The end (of the first phase) is in sight. I started this project very myopic and wrote code with very small, short-term goals in mind, but I find great joy this morning in having the rest of the code conceived in my mind (and on paper) (and on MS Word). I know exactly what is left to be implemented — everything is sure.
To date, Midas Data Miner coding efforts have focused on mining & storing raw data which I have aptly stored in the binary tree named “primary”.

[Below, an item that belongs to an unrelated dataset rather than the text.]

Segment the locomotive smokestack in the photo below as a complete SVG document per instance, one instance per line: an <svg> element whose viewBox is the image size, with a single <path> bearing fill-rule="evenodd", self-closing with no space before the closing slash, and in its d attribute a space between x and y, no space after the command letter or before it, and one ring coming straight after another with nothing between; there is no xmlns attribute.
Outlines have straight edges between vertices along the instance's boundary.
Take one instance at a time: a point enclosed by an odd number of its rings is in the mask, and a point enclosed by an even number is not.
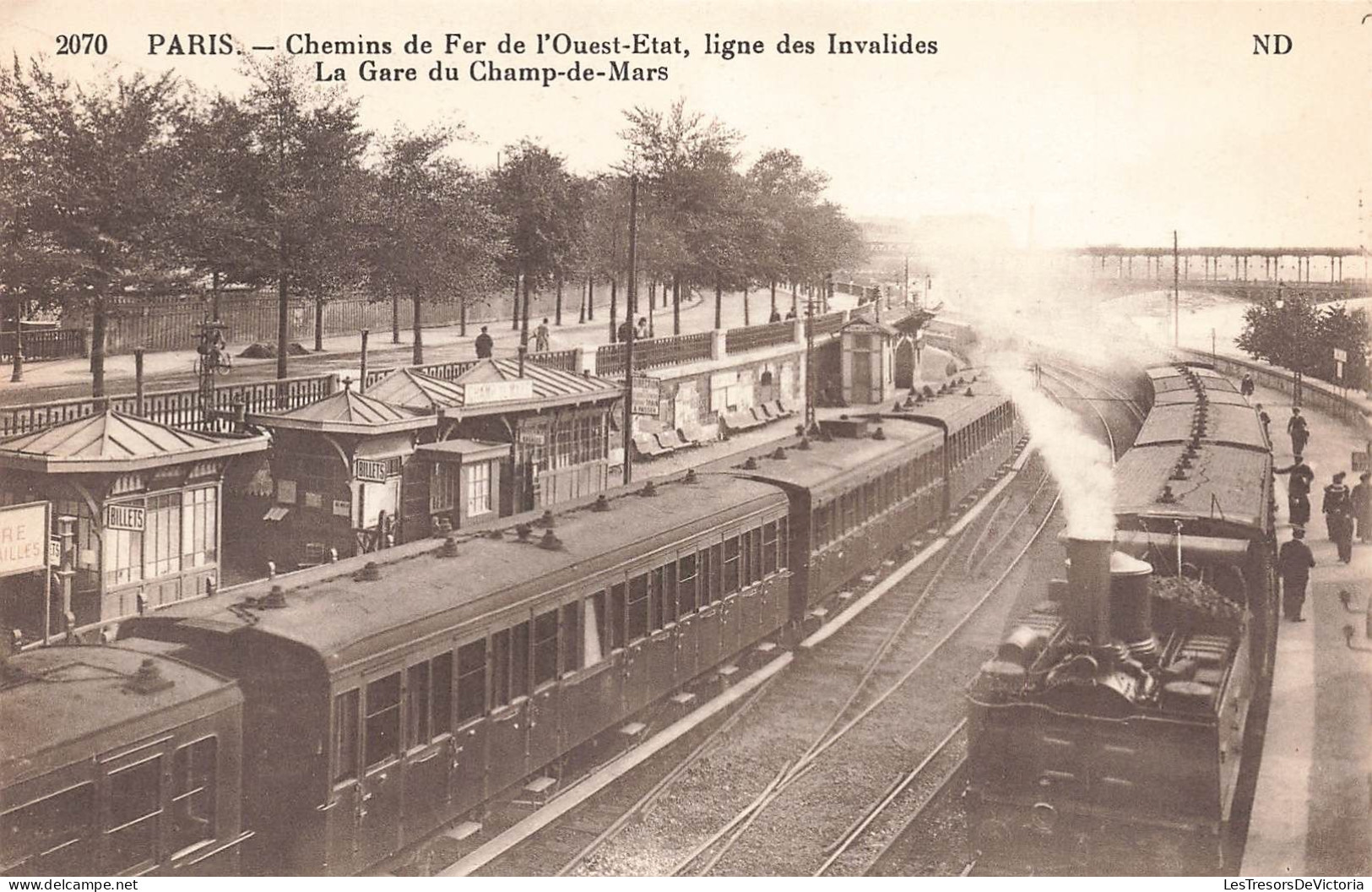
<svg viewBox="0 0 1372 892"><path fill-rule="evenodd" d="M1110 644L1110 554L1111 539L1062 537L1067 549L1067 602L1072 633L1092 644Z"/></svg>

I remain to be pleased with my ZODB implementation.
Since my last post, I have successfully downloaded all the market data I could find off of Yahoo! Finance. The program downloads all the market data for a specified ticker off of Yahoo’s servers, and then this information is saved into a binary tree in my ZODB, which is keyed by the tuple (date,ticker).
The download took 7 hours, and comprised 8 years of market data for all my tickers.
I’m not sure if everything is packed optimally or not, but the resulting ZODB pickle file is sixteen gigabytes.
So while sequential access and un-pickling/re-pickling market days of information between my hard drive and my RAM to conserve memory was a solution, there was a better one to be found.
I am now using Zope Object Database (ZODB) and its OOBTree class. ZODB is much more slick than my proprietary pickling scheme… and binary trees are much quicker data structures for what I am trying to do (I was using mere dictionaries before).